Ouchi had pursued emergency medicine to rescue victims of gunshot wounds and car crashes. He was unprepared, he says, for what he encountered: a stream of older patients with serious illnesses like dementia, cancer and heart disease — patients for whom the life-saving techniques he was trained to perform often only prolonged the suffering.

As baby boomers age, more of them are visiting the emergency room, which can be an overcrowded, disorienting and even traumatic place. Adults 65 and older made 20.8 million emergency room visits in 2013, up from 16.2 million in 2000, according to the most recent hospital survey by the Centers for Disease Control and Prevention. The survey found 1 in 6 visits to the ER were made by an older patient, a proportion that’s expected to rise.

Half of adults in this age group visit the ER in their last month of life, according to a study in the journal Health Affairs. Of those, half die in the hospital, even though most people say they’d prefer to die at home.

The influx is prompting more clinicians to rethink what happens in the fast-paced emergency room, where the default is to do everything possible to extend life. Hospitals across the country — including in Ohio, Texas, Virginia and New Jersey — are bringing palliative care, which focuses on improving quality of life for patients with advanced illness, into the emergency department.

Interest is growing among doctors: 149 emergency physicians have become certified in palliative care since that option became available just over a decade ago, and others are working closely with palliative care teams. But efforts to transform the ER face significant challenges, including a lack of time, staffing and expertise, not to mention a culture clash.
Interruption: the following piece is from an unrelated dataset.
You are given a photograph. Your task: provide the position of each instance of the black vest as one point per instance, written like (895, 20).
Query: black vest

Researchers who interviewed emergency room staff at two Boston hospitals, for instance, found resistance to palliative care. ER doctors questioned how they could handle delicate end-of-life conversations for patients they barely knew. Others argued that the ER, with its “cold, simple rooms” and drunken patients screaming, is not an appropriate place to provide palliative care, which tends to physical, psychological and spiritual needs.

Ouchi saw some of these challenges during his residency in New York, when he visited the homes of older patients who frequently visited the emergency room. He saw how obstacles like transportation, frailty and poor vision made it difficult for them to leave the house to see a doctor.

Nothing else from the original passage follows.